Government figures show 1,335 'Ukrainian households' have registered as homeless in the UK since the war began in late February but ministers and charities have issued a warning that this number could increase sharply within months.

Analysis by the Labour Party, the Liberal Democrats and children’s charity Barnardo’s found that, based on feedback from hosts, between 15,000 and 21,000 Ukrainians could be homeless by the winter, rising to more than 50,000 by mid-2023, The Guardian reported.

Hosting organisation Refugees at Home says the figure could be even higher due to the effect of the cost-of-living crisis on households’ ability to help others.

When reports of the breakdown of placements began to circulate in June, the charity’s executive director Lauren Scott told The National she was “frustrated and saddened but not surprised” and believed the situation would get a lot worse once the “hosting honeymoon” phase ends.

The first six-month period expires at the end of September amid a dearth of new hosts, despite an estimated 4,000 to 5,000 Ukrainians arriving in the UK each week.

In a survey of Homes for Ukraine sponsors carried out by the Office for National Statistics (ONS) last month, nearly a quarter of respondents said they wanted to host refugees for six months or fewer.

While a large majority said they would like to continue hosting for longer than that minimum period, many raised concerns that the government’s monthly stipend was not going to cover rising energy and food bills.

The survey found nearly one in 10 sponsors said the rising cost of living “very much” affected their ability to provide support and almost all hosts said they regularly provided some form of support beyond accommodation.

Given Britain's nationwide housing shortage and the 9,500-plus Afghan refugees still living in hotels one year after arriving in the UK, charities have been sounding the alarm over the availability of long-term accommodation for Ukrainians once their initial host period ends.

Refugees Minister Lord Harrington last week said monthly payments to UK hosts should double after six months to £700 but the Treasury has so far refused.

The ONS said nearly half the Ukrainians who have come to the UK have found employment but responses revealed that many others were struggling to find jobs because their qualifications are not recognised in the UK and their language skills are limited.

On Tuesday, Home Secretary Priti Patel called on landlords to help house the thousands of Afghan refugees who have yet to be permanently housed by the government. Writing in The Times, she urged landlords to come forward with suitable homes.
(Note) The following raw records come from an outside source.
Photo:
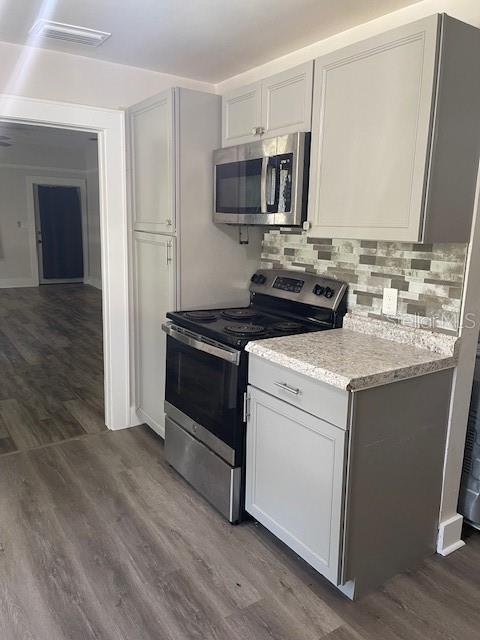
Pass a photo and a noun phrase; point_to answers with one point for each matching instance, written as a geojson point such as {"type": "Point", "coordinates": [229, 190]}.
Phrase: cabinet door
{"type": "Point", "coordinates": [155, 295]}
{"type": "Point", "coordinates": [370, 136]}
{"type": "Point", "coordinates": [152, 165]}
{"type": "Point", "coordinates": [295, 478]}
{"type": "Point", "coordinates": [287, 101]}
{"type": "Point", "coordinates": [241, 115]}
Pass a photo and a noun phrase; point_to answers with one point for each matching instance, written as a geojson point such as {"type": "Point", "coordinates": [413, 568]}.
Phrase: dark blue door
{"type": "Point", "coordinates": [60, 215]}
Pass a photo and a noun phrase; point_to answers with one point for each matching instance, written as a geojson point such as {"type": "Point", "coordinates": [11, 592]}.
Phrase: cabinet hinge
{"type": "Point", "coordinates": [246, 406]}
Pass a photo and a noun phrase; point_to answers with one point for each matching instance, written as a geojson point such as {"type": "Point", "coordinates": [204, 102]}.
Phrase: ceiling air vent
{"type": "Point", "coordinates": [69, 33]}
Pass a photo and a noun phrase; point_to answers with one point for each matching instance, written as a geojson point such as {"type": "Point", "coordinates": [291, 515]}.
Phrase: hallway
{"type": "Point", "coordinates": [51, 365]}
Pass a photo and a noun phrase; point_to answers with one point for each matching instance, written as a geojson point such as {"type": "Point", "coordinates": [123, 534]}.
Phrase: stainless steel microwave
{"type": "Point", "coordinates": [264, 182]}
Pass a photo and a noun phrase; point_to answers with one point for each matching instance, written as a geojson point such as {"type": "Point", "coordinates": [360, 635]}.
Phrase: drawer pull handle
{"type": "Point", "coordinates": [286, 387]}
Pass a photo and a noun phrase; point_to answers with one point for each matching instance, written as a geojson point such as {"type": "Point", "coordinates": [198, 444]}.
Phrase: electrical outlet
{"type": "Point", "coordinates": [390, 301]}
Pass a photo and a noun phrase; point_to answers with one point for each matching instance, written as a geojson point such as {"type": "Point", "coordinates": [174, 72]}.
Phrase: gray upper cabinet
{"type": "Point", "coordinates": [152, 144]}
{"type": "Point", "coordinates": [394, 144]}
{"type": "Point", "coordinates": [275, 106]}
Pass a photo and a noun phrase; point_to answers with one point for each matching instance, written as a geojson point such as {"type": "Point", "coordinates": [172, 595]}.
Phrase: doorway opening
{"type": "Point", "coordinates": [60, 225]}
{"type": "Point", "coordinates": [51, 325]}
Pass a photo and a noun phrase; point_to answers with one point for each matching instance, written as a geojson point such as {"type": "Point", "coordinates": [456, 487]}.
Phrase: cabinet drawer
{"type": "Point", "coordinates": [313, 396]}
A much smaller number of Afghans arrived last year compared to Ukrainians this year but the lack of progress on housing is regarded by some as a worrying indicator of what lies ahead should the Homes for Ukraine scheme collapse.

Founder of Vigil for Visas, a support group for Ukrainians applying for visas to the UK, said the government should be providing financial support to sponsors for three years, the same length of time given to Ukrainian refugees.

“The government’s commitment was for three years, not six months, so there needs to be a longer-term game-plan that doesn’t squander the goodwill of so many,” Kitty Hamilton said.

Increasing tension and blame-shifting between Westminster and local authorities may yet exacerbate the worrying spectre of homelessness among Ukrainians in the UK.

A government representative said councils “have a duty to ensure families are not left without a roof over their head”. The government was working closely with councils to ensure Ukrainians have access to suitable housing if they decide to move on, the official said.

“We’ve provided them with £10,500 per person to cover costs, with access to a rematching service to find a new sponsor in the rare case of a sponsorship breakdown," the representative said. "We have already acted to make sure the £350 thank-you payments are exempt from tax, and continue to monitor and review the support provided.”